This week, I continued work on trying to solve the issue reading the data I received from Great Schools in the desired format. After studying and testing the csv and python libraries I was finally able to figure out how to pull only the address in the format I needed.
As I had originally thought, the issue was due to how the data in the csv file was formatted. The way I was able to solve this issue was by reformatting it to a tuple structure. By reformatting it the following format, I was able to access the address without it splitting the city, state and zip:
'District_Name', 'School_Name', 'Address'
What I was not aware of before was how the data was formatted after being read by the csv reader. When I opened the csv file in excel, or in my text editor, it was in the following format: ['<District>','<school>','<Address>'], but after it was read by the csv reader, it was wrapped by brackets and quotes ["['<District>','<school>','<Address>']"], which were causing the issue of printing in the incorrect format. I realized this by printing each row in the csv as it was being read; before, I was trying to only print the address and was not seeing the extra characters in the output. What I needed to do was remove the extra brackets and quotes from both ends. I was able to find some methods in pythons library that allowed me to complete this task: join, and string manipulation. Below is a snippet of the code used to reformat the csv data:
with open('school_data.csv', "r") as f:
data = csv.reader(f)
for row in data:
school_data = ','.join(row)
school_data = str(school_data)[2:-2].split("', '")
I tested this by using a sample data set of school information (for more time efficient testing). By getting it to the tuple format, I was able to print/access the full address, because python was able to differentiate the delimiter from the string elements.
Since I was able to successfully obtain the address from the great schools data, I was able to look into writing the script to make use of Google's Geocoder API. This was a fairly simple task, because Google's geocoder html requests are straight forward. I needed to concurrently read in all of the addresses from the great schools data, make the html geocode request using python's requests library, then appending the found data to respective school's data in my Great Schools data-set.
As I was writing the script, I was thinking about how our triple store will be implemented/created later in the project.

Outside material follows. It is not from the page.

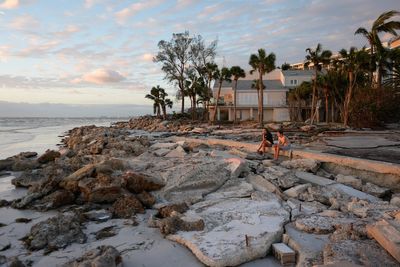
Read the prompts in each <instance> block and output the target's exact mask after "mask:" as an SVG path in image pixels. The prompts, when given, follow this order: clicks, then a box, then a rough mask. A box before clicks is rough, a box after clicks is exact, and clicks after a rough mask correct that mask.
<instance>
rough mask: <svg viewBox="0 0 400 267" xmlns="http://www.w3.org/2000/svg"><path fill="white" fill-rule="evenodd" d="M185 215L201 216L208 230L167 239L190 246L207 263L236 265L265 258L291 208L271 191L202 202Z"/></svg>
mask: <svg viewBox="0 0 400 267" xmlns="http://www.w3.org/2000/svg"><path fill="white" fill-rule="evenodd" d="M186 216H193V217H201V218H202V219H203V220H204V222H205V225H206V227H205V229H204V230H203V231H197V232H178V233H177V234H175V235H169V236H167V238H168V239H170V240H173V241H176V242H178V243H180V244H183V245H185V246H187V247H188V248H189V249H190V250H191V251H192V252H193V253H194V254H195V255H196V257H197V258H198V259H199V260H200V261H201V262H203V263H204V264H206V265H208V266H237V265H239V264H241V263H244V262H247V261H251V260H254V259H257V258H261V257H265V255H266V253H267V251H269V249H270V247H271V245H272V244H273V243H275V242H278V241H280V239H281V237H282V233H283V225H284V224H285V223H286V222H287V221H288V220H289V213H288V211H286V210H285V209H284V208H283V207H282V205H281V203H280V201H279V200H278V199H277V198H276V196H275V195H274V194H270V193H266V194H264V195H257V194H254V195H253V196H252V198H230V199H222V200H209V201H203V202H199V203H197V204H195V205H193V206H192V207H191V208H190V210H189V211H188V212H186ZM246 236H247V244H246Z"/></svg>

I thought it would be nice to start working on tagging our data (make it machine readable) now, vs. having to tackle the issue later. Earlier in my research, I learned about JSON. There are tools like JSON-LD that would make our job of creating our triple store much easier. Since what I currently have is just the data, and not the corresponding identifier for each piece of data, I looked into how to convert it to JSON's key value pair format. After some time of researching how this can be done, I was able to accomplish this task by constructing a dictionary as I was parsing the csv file. Once I finalized writing the csv content to a dictionary format, I was able to use the json.dump() method to create the json encoded file.
Finally, I was ready to replace the previous address information gathered from great schools to the geocoder location data. The benefit of having the geocoder location data for each of "places" is that it is constructed in a way that allows for more effective queries (street number, name, county, state, country, latitude, longitude are all individually tagged). Using their format we will be able to show data per state, county, city etc. which I feel would provide beneficial data for our users. In order to complete this task, I just needed to use python's requests library to make Google's geocoder html request by assigning a base address to a variable, then looping through my list of addresses produced earlier, store the json result into my created dictionary replacing the old location data from Great Schools:
r = requests.get(base_addr+content)
geocoder_result = r.json()
"District" : content,
"School" : content,
"Location" : geocoder_result